Study reveals new causes of mouth and throat cancer
Poor oral health and failure to have regular dental checks could increase the risk of mouth and throat cancer, according to a pan-European study.
The research also suggests – based on a small number of tumour patients – that excessive use of mouthwash may also cause this particular form of cancer. Excessive use is defined as more than three times a day.
It has been established for some time that smoking and heavy alcohol consumption, particularly in combination, are strongly related to mouth and throat cancers. Low socio-economic status is also recognised as a contributory factor.
Now, however, a new study carried out by researchers at the University of Glasgow Dental School – as part of a Europe-wide collaboration co-ordinated by the International Agency for Research on Cancer and led by the Leibniz Institute for Prevention Research and Epidemiology – BIPS in Bremen, Germany – has identified new risk factors for upper aerodigestive tract cancer (cancer of the mouth, larynx, pharynx and esophagus).

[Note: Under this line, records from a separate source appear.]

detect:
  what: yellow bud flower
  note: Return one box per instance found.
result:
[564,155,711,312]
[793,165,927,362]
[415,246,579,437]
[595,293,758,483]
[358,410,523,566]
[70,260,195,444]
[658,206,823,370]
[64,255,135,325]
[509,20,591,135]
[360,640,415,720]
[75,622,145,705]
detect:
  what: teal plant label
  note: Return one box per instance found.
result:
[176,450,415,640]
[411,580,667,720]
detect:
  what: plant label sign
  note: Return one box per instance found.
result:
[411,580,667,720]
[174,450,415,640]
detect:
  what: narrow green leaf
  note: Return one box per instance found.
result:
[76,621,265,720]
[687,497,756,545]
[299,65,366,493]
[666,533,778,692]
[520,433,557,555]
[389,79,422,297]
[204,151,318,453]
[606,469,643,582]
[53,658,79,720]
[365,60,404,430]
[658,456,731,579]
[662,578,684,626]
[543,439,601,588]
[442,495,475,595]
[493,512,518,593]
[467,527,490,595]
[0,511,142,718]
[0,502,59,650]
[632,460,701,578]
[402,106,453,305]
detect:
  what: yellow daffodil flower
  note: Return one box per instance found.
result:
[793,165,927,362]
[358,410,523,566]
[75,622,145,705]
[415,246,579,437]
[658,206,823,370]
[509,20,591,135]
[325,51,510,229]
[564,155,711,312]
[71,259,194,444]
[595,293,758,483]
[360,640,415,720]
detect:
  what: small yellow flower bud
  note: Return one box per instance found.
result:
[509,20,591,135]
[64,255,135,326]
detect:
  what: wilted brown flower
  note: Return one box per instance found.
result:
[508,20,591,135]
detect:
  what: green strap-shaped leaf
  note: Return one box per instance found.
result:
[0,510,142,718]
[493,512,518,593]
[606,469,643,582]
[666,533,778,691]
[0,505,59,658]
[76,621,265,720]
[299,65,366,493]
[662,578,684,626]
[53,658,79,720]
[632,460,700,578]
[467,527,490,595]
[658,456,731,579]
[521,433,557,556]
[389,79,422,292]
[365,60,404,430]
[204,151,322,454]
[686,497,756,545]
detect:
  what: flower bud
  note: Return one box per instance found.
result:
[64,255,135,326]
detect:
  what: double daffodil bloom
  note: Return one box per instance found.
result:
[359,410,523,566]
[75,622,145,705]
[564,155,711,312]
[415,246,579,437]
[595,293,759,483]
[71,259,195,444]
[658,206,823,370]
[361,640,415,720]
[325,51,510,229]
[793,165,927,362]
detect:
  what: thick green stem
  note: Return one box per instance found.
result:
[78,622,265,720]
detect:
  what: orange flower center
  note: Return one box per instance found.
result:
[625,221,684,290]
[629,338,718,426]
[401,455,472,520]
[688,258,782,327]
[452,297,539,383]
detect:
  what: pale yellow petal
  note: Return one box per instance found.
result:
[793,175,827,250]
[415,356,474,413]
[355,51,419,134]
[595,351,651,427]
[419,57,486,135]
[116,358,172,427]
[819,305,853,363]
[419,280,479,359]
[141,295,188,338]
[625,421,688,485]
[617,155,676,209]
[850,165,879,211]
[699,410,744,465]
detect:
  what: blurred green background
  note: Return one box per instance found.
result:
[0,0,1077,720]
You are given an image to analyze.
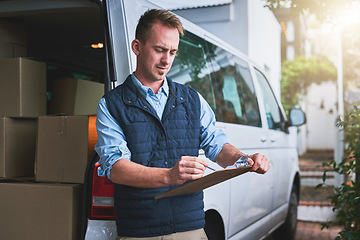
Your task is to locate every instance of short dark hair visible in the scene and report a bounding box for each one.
[135,9,184,43]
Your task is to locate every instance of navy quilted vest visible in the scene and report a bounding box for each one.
[105,76,205,237]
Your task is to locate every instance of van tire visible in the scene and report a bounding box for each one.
[274,185,299,240]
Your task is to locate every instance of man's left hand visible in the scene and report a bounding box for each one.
[247,153,270,174]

The study of 1,962 patients with mouth and throat cancers, with a further 1,993 people used as comparison control subjects, was conducted in 13 centres across nine countries and supported by EU funding.
Prof. Wolfgang Ahrens, Deputy Director of the BIPS, said: "These results are really important. Up until now, it was not really known if these dental risk factors were independent of the well known risks for mouth and throat cancers – smoking, alcohol and low socioeconomic status."
The researchers were able to strip out the causation factors of smoking, alcohol and socio-economic factors, and still found there was a connection between poor oral health and increased risk of mouth and throat cancers.
The findings are highly "nuanced" and there is an interconnectedness of many of the risk factors, he stressed, but there was now evidence that poor oral health and poor dental care were also part of the picture.
The definition of poor oral health included people who had complete or part dentures, people with persistently bleeding gums.
"People should not assume that if they wear dentures and have none of their own teeth left, they have no need to see a dentist," said Dr David Conway, Clinical Senior Lecturer at the University of Glasgow Dental School and one of the senior authors of the study. "On the contrary, even if you have got dentures, you should make sure you go for regular check-ups," he said.
People with poor dental care were defined as those who hardly ever or never brushed their teeth or visited the dentist. The frequency of dental visits should be determined by a dentist's risk assessment and if people fell into the low risk category it could be once a year or even every two years, said Dr Conway.
"It is not a case of 'one size fits all'. Visits could be six-monthly, but certainly not five-yearly," Dr. Conway added.
The possible role of mouthwash as a causative factor would require further research, said Professor Ahrens. There might be a relationship between excessive use of mouthwash and people who used it to mask the smell of smoking and alcohol. Nevertheless, the researchers found that "frequent use of mouthwashes (3-plus times per day) was associated with an elevated risk of developing mouth and throat cancer", although they were unable to analyse the types of mouthwash used many years ago by participants in the study.
Dr Conway said: "I would not advise routine use of mouthwash, full stop. There are occasions and conditions for which a dentist could prescribe a mouthwash – it could be that a patient has a low salivary flow because of a particular condition or medicine they are taking. But for me, all that's necessary in general is good regular brushing with a fluoride toothpaste and flossing combined with regular check-ups by a dentist."